Myron Piggie’s alleged crime this time: receiving 117 boxes of frozen chicken that had been stolen.
Kansas City prosecutors announced charges Monday against Piggie and nine other men for allegedly conspiring to steal trucks and trailers loaded with meat and other goods, such as athletic shoes and electronics, and selling the items.
Piggie, 51, of Kansas City, was released from federal prison 10 years ago this month after serving a 37-month sentence in a case that rocked amateur basketball. He had pleaded guilty to paying $35,500 to five elite high-school-age basketball players who had played on his summer traveling squad. Piggie had hoped that they would share their earnings with him when they later signed professional contracts and endorsement deals.
Piggie is alleged to have had a much smaller role in the case announced Monday.
On July 25, 2009, someone stole a trailer containing about $10,744 worth of frozen chicken leg quarters from a cold storage facility in Rogers, Ark., the grand jury indictment alleged.
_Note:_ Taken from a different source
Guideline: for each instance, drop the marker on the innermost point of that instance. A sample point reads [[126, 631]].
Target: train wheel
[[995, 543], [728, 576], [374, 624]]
Authorities recovered a portion of that load on Aug. 4, 2009, at Piggie’s convenience store in the 2900 block of East 27th Street in Kansas City, the indictment alleged.
Those charged with Piggie were: Kenneth Ray Borders, 42, Christopher Dwight Turner, 44, Reginald Shawn Tidwell, 43, Harold Robertson, 55, Verdie Carr Jr., 53, Ryonell Eugene Fredrick, 45, and Michael O’Neal Foster, 53, all of Kansas City; John Dickerson, 55, of Raytown; and Kyle Wayne Dickerson, 30, of Holden, Mo.
Prosecutors alleged that the conspirators stole five trucks and 17 trailers from 2005 to 2011.